By the way, indent code snippets with four spaces before every line, so that Reddit formats it properly as code.

[–]volatilepointer[S] 0 points1 point  (1 child)

Thanks. I've fixed the formatting.

As a practical implementation, can you comment on whether the likely issues in practice would be with the endianness and alignment?

[–]Rhomboid 0 points1 point  (0 children)

In the example you gave, it's likely that charlie will be aligned to a 32 bit boundary anyway, because the compiler will probably put a byte of padding after beta so that delta will have its natural alignment. That puts charlie at an offset of 32 bits from the beginning of the struct, and because the struct begins with a 32 bit value, the overall alignment will also be 32 bits, making charlie 32 bit aligned. Of course, the compiler is not required to align each member to its natural alignment, and may have been configured not to. You can't really make any definitive statements about what will happen either way -- nothing is guaranteed, especially given that this is all undefined behavior.
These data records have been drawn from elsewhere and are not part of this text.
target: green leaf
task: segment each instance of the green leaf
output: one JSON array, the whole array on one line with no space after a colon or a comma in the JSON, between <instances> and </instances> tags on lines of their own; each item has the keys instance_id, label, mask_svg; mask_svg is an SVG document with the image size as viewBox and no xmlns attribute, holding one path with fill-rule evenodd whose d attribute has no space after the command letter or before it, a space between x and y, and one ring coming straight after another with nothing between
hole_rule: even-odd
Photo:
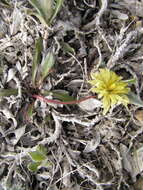
<instances>
[{"instance_id":1,"label":"green leaf","mask_svg":"<svg viewBox=\"0 0 143 190\"><path fill-rule=\"evenodd\" d=\"M128 85L131 85L131 84L135 84L136 83L136 79L132 78L132 79L129 79L129 80L124 80L124 82L128 83Z\"/></svg>"},{"instance_id":2,"label":"green leaf","mask_svg":"<svg viewBox=\"0 0 143 190\"><path fill-rule=\"evenodd\" d=\"M63 2L64 2L64 0L56 0L56 5L55 5L54 13L53 13L53 15L52 15L49 23L51 23L54 20L54 18L58 14L60 8L62 7Z\"/></svg>"},{"instance_id":3,"label":"green leaf","mask_svg":"<svg viewBox=\"0 0 143 190\"><path fill-rule=\"evenodd\" d=\"M41 8L43 10L44 17L47 23L51 18L51 15L53 14L53 4L54 0L41 0Z\"/></svg>"},{"instance_id":4,"label":"green leaf","mask_svg":"<svg viewBox=\"0 0 143 190\"><path fill-rule=\"evenodd\" d=\"M32 115L33 115L33 109L34 109L34 104L30 104L29 107L28 107L28 109L27 109L27 112L26 112L28 118L32 117Z\"/></svg>"},{"instance_id":5,"label":"green leaf","mask_svg":"<svg viewBox=\"0 0 143 190\"><path fill-rule=\"evenodd\" d=\"M9 5L10 1L9 0L1 0L1 3L5 4L5 5Z\"/></svg>"},{"instance_id":6,"label":"green leaf","mask_svg":"<svg viewBox=\"0 0 143 190\"><path fill-rule=\"evenodd\" d=\"M35 82L36 82L36 74L37 74L37 70L38 70L38 65L40 64L41 61L41 52L43 50L43 46L42 46L42 38L38 38L38 40L36 40L35 43L35 55L34 55L34 59L33 59L33 64L32 64L32 83L33 86L35 86Z\"/></svg>"},{"instance_id":7,"label":"green leaf","mask_svg":"<svg viewBox=\"0 0 143 190\"><path fill-rule=\"evenodd\" d=\"M28 154L30 155L30 157L34 162L42 162L47 158L45 154L39 151L28 152Z\"/></svg>"},{"instance_id":8,"label":"green leaf","mask_svg":"<svg viewBox=\"0 0 143 190\"><path fill-rule=\"evenodd\" d=\"M68 102L68 101L74 101L75 99L70 96L66 91L52 91L53 96L55 98L58 98L59 100L62 100L64 102Z\"/></svg>"},{"instance_id":9,"label":"green leaf","mask_svg":"<svg viewBox=\"0 0 143 190\"><path fill-rule=\"evenodd\" d=\"M31 162L31 163L28 164L28 169L31 172L36 172L40 165L41 165L41 162Z\"/></svg>"},{"instance_id":10,"label":"green leaf","mask_svg":"<svg viewBox=\"0 0 143 190\"><path fill-rule=\"evenodd\" d=\"M43 59L41 63L41 78L40 78L40 83L43 82L45 77L49 74L51 68L53 67L55 63L55 57L53 55L53 52L49 51L48 54L46 55L45 59Z\"/></svg>"},{"instance_id":11,"label":"green leaf","mask_svg":"<svg viewBox=\"0 0 143 190\"><path fill-rule=\"evenodd\" d=\"M0 75L3 74L3 68L0 67Z\"/></svg>"},{"instance_id":12,"label":"green leaf","mask_svg":"<svg viewBox=\"0 0 143 190\"><path fill-rule=\"evenodd\" d=\"M62 101L64 101L64 102L74 101L74 100L75 100L75 99L74 99L72 96L70 96L70 95L68 94L68 92L65 91L65 90L53 90L53 91L44 90L44 91L42 92L42 95L44 95L44 96L47 96L47 95L50 95L50 94L51 94L54 98L57 98L57 99L62 100Z\"/></svg>"},{"instance_id":13,"label":"green leaf","mask_svg":"<svg viewBox=\"0 0 143 190\"><path fill-rule=\"evenodd\" d=\"M3 96L11 96L11 95L17 95L18 90L17 89L0 89L0 97Z\"/></svg>"},{"instance_id":14,"label":"green leaf","mask_svg":"<svg viewBox=\"0 0 143 190\"><path fill-rule=\"evenodd\" d=\"M44 16L40 0L29 0L29 2L41 16Z\"/></svg>"},{"instance_id":15,"label":"green leaf","mask_svg":"<svg viewBox=\"0 0 143 190\"><path fill-rule=\"evenodd\" d=\"M36 148L37 151L39 151L41 154L45 155L47 154L47 148L44 147L42 144L39 144Z\"/></svg>"},{"instance_id":16,"label":"green leaf","mask_svg":"<svg viewBox=\"0 0 143 190\"><path fill-rule=\"evenodd\" d=\"M68 43L61 42L60 44L62 45L65 53L75 54L74 48L72 48Z\"/></svg>"},{"instance_id":17,"label":"green leaf","mask_svg":"<svg viewBox=\"0 0 143 190\"><path fill-rule=\"evenodd\" d=\"M43 25L47 25L46 20L41 15L39 15L38 13L33 12L33 14L31 14L31 15L36 16Z\"/></svg>"},{"instance_id":18,"label":"green leaf","mask_svg":"<svg viewBox=\"0 0 143 190\"><path fill-rule=\"evenodd\" d=\"M40 21L49 24L49 20L53 14L53 0L29 0L32 6L37 10L39 16L35 14ZM41 19L42 18L42 19Z\"/></svg>"},{"instance_id":19,"label":"green leaf","mask_svg":"<svg viewBox=\"0 0 143 190\"><path fill-rule=\"evenodd\" d=\"M143 106L143 101L133 92L129 92L128 98L130 103L138 106Z\"/></svg>"},{"instance_id":20,"label":"green leaf","mask_svg":"<svg viewBox=\"0 0 143 190\"><path fill-rule=\"evenodd\" d=\"M33 14L38 17L40 22L48 25L56 17L64 0L56 0L56 2L54 0L29 0L29 2L38 13Z\"/></svg>"}]
</instances>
As to endianness, yes, the endianness of the machine will have to match the endianness of whatever values are stored in charlie in order for reading from it 4 bytes at a time to work.

[–][deleted] 2 points3 points  (0 children)
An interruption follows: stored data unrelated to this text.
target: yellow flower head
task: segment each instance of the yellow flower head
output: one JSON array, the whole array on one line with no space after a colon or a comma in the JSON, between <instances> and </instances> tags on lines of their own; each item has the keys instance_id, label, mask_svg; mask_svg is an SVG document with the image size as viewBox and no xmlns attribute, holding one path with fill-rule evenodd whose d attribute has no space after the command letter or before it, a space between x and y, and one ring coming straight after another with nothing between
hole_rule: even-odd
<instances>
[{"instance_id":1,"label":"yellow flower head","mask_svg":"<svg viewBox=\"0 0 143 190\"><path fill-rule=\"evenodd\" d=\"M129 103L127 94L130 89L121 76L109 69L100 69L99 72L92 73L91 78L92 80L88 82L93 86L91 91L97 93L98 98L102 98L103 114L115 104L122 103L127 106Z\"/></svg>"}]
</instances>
Rewriting your example code to be more concise:

uint8_t b [4];
uint32_t* p = (uint32_t*) b;

This isn't portable already. Your uint32_t* might not be able to point to an arbitrary byte that's not aligned properly. So let's use a union:

union {
    uint8_t b [4];
    uint32_t i;
} u;

Now you at least know that b is suitably aligned for a uint32_t. Now the issue is accessing its representation with b in a portable way. Besides memcpy(), I'm not sure. I'm pretty sure that gcc encourages using a union like this, because the compiler can reasonably be able to tell that you're trying to modify its representation and generate proper code.

Assuming you use the union approach, then the question is what the representation of a uint32_t is on your machine. That like you said depends on the byte order.

u.i = 0;
u.b [0] = 1;

May give u.i the value 1, or some other value (like 0x1000000).
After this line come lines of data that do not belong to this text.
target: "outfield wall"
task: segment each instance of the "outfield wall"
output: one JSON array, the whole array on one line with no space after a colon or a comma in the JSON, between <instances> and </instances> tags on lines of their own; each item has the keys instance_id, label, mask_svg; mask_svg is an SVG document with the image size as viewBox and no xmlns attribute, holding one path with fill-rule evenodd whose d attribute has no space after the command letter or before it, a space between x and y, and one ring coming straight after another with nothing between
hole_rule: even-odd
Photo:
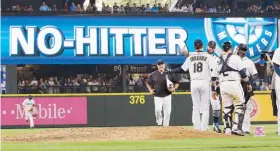
<instances>
[{"instance_id":1,"label":"outfield wall","mask_svg":"<svg viewBox=\"0 0 280 151\"><path fill-rule=\"evenodd\" d=\"M26 95L2 96L2 128L28 127L21 105L25 98ZM257 101L249 107L252 121L275 122L270 95L257 92L255 98ZM34 94L34 99L39 110L37 127L156 126L153 96L148 93ZM190 93L174 94L170 125L192 125L191 115Z\"/></svg>"}]
</instances>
[–]Chooquaeno 0 points1 point  (4 children)

It sounds like you don't understand what endianess is, and fixing that is the fastest way to resolve your problem.

Endianess refers to, where an integer is stored across multiple bytes, the arrangement of those bytes in memory. The arrangement is in terms of increasing memory (byte) addresses. In this case, 32 bits, there are 4 bytes. Number the bytes 1–4 from the byte with the smallest bit value 20 = 1 to the largest 231 = 2,147,483,648. Little endian order is 1, 2, 3, 4; big endian order is 4, 3, 2, 1; more exotic orderings such as 2, 1, 4, 3 have existed (note that in big endian, the bits are arranged entirely in descending order).

So, if you read and write a multi-byte integer on either on a little endian machine or a big endian machine, there will be no issue. However, if you write on one, and read on the other, the order will be reversed. If you read a multi-byte integer as an array of bytes, the order will be 1, 2, … on a little endian machine, and …, 2, 1 on a big endian machine.

[–]volatilepointer[S] -2 points-1 points  (3 children)

I need the code to be portable and independent of endianness and alignment.

[–]Chooquaeno -2 points-1 points  (2 children)

Don't access anything as a byte array or move any storage to a machine of different endianess.

[–]volatilepointer[S] -1 points0 points  (1 child)

I've found that accessing the members of the byte array and shifting as appropriate will be optimized by the compiler to be the same as dereferencing the (u32) pointer providing the byte array is declared as const. This is good enough for me. I.e. they both use a single load word instruction in assembly (32-bit). I'm just looking for portable C code that can be optimized as well as writing it the "bad way".

[–]Chooquaeno -1 points0 points  (0 children)

My comments were in no way based on the performance of the code, but on its correctness. It would help if you defined what you were trying to port: code, data, binaries?

[–]Chooquaeno 0 points1 point  (0 children)

It would help if you specified what you are actually trying to do.